Ce film nous conte l'histoire de Fred et Renée Madison, un couple apparemment
sans histoire dont on aperçoit rapidement l'érosion des sentiments et
la distance qui semble les séparer.
Leur vie va être troublée par des cassettes vidéo anonymes montrant l'intérieur
de leur maison. Un jour, Fred découvre sa femme morte et est accusé de
son meurtre.
Lynch, comme à son habitude, se plait à mélanger les genres et à perdre
le spectateur par l'absence de linéarité de la narration.
Pour ce qui est des genres visités dans Lost highway, il y a d'abord le
film noir avec ses magnifiques jeux d'ombre et de lumière, son ambiance
pesante et ses personnages si caractéristiques : la femme fatale, la blonde
vénéneuse et manipulatrice, le mafieux, les policiers. Tout est là, sauf
l'intrigue car Lost highway repose avant tout sur un triangle amoureux
: le mari - la femme - l'amant (réel ou supposé).
Autre genre emprunté par Lynch : le fantastique avec toutes ses bizarres
affetteries, en tête desquelles il faut citer la " transformation " de
Fred en Peter Dayton pendant sa détention. Cet élément majeur permet à
Lynch d'infléchir le cœur de son histoire dans une direction jusqu'alors
insoupçonnée : Pete est mécanicien, jeune, vit encore chez ses parents
et a une petite amie nommée Sheyla. Il est également le protégé de Mr
Eddy (Dick Laurent), un homme aux activités plus que troubles.
Le problème est que Pete va avoir une relation avec la petite amie de
celui-ci, Alice, qui est le parfait négatif de Renée.
Patricia Arquette excelle dans la composition de ces deux rôles antinomiques
: effacée et presque femme enfant dans la peau de la brune Renée, elle
est radieuse et vénéneuse quand elle incarne la blonde Alice, dominatrice
et manipulatrice. Fred est lui-même le parfait opposé de Pete. Fred est
lui-même effacé, en proie au doute, presque résigné devant l'échec de
son couple et vit une sexualité insatisfaisante avec sa femme (voir la
scène où Renée rassure Fred de la parole et du geste, après l'amour, comme
on le ferait d'un enfant alors que celui-ci a le regard vide et perdu).
Pete est jeune, séducteur et a une sexualité épanouie.
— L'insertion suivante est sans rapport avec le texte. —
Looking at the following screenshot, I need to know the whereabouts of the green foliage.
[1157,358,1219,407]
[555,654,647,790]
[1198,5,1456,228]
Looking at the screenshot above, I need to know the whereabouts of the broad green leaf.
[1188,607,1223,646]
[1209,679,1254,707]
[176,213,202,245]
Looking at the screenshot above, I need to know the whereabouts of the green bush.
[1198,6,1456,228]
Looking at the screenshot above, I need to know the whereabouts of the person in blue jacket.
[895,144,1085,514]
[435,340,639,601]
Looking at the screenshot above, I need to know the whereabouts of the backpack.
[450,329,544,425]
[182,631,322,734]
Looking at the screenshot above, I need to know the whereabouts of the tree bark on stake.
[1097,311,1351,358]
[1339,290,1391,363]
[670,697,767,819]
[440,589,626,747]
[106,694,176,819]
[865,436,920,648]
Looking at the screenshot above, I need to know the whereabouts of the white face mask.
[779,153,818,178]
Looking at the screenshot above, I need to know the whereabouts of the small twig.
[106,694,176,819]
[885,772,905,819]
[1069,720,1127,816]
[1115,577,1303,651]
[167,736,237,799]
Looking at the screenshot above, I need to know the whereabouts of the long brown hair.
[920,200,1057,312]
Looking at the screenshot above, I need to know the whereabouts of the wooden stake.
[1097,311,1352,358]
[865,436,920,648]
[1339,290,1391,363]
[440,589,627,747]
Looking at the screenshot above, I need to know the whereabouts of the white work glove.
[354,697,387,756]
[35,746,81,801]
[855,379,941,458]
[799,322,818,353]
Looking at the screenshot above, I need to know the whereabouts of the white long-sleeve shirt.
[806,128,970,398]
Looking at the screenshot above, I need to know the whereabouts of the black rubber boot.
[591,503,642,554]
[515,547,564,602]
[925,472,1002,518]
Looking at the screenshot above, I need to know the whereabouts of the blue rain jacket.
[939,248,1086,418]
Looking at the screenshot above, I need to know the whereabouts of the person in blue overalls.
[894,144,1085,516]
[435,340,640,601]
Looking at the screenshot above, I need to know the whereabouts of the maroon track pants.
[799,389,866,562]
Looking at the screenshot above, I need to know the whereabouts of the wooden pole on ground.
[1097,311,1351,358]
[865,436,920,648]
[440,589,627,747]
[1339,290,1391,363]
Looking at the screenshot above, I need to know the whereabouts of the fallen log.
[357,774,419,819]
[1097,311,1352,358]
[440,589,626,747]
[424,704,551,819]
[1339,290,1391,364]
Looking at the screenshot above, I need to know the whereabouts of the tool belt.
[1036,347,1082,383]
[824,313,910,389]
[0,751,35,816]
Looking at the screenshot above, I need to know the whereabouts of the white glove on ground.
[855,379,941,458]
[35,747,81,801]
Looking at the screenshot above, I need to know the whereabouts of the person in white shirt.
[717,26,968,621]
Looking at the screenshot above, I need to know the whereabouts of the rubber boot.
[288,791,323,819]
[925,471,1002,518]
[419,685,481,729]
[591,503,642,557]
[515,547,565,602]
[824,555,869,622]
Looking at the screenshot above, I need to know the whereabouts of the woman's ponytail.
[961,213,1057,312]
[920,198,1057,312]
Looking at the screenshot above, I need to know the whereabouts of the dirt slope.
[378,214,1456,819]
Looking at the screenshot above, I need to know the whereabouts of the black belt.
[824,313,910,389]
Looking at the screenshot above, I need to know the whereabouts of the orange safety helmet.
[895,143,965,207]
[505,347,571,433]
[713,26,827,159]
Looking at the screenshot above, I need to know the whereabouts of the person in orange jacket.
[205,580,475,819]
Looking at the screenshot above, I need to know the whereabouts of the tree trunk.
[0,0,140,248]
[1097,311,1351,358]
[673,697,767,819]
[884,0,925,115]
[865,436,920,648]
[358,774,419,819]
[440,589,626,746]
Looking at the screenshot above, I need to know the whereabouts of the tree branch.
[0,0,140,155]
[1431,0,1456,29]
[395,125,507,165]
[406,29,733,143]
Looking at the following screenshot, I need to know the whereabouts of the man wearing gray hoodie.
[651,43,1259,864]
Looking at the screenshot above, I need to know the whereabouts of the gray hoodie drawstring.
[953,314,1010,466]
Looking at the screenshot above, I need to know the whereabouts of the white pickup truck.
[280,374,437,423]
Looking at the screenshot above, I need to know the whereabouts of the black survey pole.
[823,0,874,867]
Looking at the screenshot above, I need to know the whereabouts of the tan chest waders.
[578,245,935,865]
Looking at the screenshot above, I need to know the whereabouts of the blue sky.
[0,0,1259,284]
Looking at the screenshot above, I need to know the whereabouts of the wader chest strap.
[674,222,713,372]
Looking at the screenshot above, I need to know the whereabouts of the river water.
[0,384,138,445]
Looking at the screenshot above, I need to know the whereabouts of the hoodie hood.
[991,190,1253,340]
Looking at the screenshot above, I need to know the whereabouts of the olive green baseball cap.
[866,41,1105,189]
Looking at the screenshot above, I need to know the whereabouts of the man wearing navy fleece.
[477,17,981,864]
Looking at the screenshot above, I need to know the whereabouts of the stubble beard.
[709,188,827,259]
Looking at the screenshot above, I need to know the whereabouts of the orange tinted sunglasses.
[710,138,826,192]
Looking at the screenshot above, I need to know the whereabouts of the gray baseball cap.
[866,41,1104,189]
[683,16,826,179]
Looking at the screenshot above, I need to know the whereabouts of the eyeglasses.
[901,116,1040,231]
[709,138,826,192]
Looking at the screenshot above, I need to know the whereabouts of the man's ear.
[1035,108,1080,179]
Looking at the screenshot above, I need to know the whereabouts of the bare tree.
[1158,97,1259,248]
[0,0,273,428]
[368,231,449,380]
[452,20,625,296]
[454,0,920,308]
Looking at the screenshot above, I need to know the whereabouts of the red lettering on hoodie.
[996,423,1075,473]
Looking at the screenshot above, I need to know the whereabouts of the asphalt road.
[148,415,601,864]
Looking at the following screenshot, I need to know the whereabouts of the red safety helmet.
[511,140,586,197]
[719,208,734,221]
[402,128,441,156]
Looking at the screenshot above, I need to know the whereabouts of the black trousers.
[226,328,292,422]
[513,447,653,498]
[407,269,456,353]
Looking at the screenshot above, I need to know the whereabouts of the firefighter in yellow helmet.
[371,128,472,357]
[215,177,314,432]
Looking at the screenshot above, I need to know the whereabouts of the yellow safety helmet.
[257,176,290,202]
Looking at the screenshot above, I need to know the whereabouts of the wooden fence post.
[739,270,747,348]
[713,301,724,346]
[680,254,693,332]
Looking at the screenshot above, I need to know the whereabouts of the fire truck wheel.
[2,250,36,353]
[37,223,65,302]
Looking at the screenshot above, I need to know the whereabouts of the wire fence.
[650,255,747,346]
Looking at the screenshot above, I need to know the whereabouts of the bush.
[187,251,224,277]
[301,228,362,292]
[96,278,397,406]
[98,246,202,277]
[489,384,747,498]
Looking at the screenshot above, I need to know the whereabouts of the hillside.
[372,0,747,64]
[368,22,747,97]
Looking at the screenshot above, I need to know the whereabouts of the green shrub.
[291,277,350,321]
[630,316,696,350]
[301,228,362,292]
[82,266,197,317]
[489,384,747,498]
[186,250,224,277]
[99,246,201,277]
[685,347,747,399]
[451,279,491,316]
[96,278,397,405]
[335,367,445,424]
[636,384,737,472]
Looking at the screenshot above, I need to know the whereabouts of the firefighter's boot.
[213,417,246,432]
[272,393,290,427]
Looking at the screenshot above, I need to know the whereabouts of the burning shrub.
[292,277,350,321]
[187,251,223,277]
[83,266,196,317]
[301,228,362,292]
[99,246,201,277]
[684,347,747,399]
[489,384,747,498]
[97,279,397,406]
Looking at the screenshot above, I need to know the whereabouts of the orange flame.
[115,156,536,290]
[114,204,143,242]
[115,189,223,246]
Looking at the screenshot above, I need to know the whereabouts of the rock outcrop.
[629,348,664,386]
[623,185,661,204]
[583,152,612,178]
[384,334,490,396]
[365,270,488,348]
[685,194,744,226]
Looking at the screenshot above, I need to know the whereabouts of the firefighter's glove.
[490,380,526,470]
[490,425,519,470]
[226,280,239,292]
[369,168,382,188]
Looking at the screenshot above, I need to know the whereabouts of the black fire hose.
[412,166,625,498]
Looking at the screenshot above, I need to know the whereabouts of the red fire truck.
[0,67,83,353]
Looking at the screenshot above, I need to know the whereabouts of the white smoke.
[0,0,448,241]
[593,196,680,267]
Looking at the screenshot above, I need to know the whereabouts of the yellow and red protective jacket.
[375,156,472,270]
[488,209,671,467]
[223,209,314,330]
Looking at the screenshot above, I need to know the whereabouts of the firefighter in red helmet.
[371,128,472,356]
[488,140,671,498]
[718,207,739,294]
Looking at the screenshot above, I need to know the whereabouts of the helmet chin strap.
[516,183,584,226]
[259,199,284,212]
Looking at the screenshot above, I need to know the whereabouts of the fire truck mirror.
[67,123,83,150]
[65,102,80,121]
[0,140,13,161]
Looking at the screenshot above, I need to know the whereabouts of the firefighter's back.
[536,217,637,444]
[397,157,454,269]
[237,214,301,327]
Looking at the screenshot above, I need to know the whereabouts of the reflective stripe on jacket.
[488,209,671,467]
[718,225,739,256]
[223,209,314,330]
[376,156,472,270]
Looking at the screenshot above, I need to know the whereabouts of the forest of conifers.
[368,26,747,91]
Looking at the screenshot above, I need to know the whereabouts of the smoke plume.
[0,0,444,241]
Tant dans l'histoire
que dans les personnages, Lost highway s'avère être un hommage vibrant
à Vertigo d'Alfred Hitchcock dont il possède la structure si particulière
: une narration qui semble s'inverser et se recouper sans cesse comme
une spirale.
Dans Lost highway, outre les personnages, notamment Renée/Alice, on peut
observer de nombreuses situations identiques : la conversation téléphonique
qui se déroule de la même manière pour Pete que pour Fred (au cours de
la soirée chez Andy). De nombreux éléments de décors sont également présents
dans l'histoire de l'un et l'autre, y compris cette esthétique propre
à Lynch : au clair/obscur où l'ombre est un passage, une ouverture, des
rideaux rouges brouillant la vue ou la pensée et cachant de terribles
réalités. Fred prononce une phrase clé, nécessaire à la " compréhension
" du film (bien que celle-ci ne soit ni nécessaire, ni même définitive
tant les interprétations peuvent être nombreuses) : " j'aime garder mon
propre souvenir des choses, pas nécessairement ce qui est arrivé. " Cela
ne fait qu'affirmer que Lost highway est conçu comme un trompe l'œil,
car le véritable enjeu du film est bien la confrontation du fantasme à
la réalité car tout est vu du point de vue de Fred dont le doute sur la
fidélité de sa femme l'entraîne vers la jalousie, puis la paranoïa à tendance
schizophrénique.
L'homme-mystère symbolise la pathologie mentale de Fred (Pete), et est
en quelque sorte le subconscient morcelé de Fred.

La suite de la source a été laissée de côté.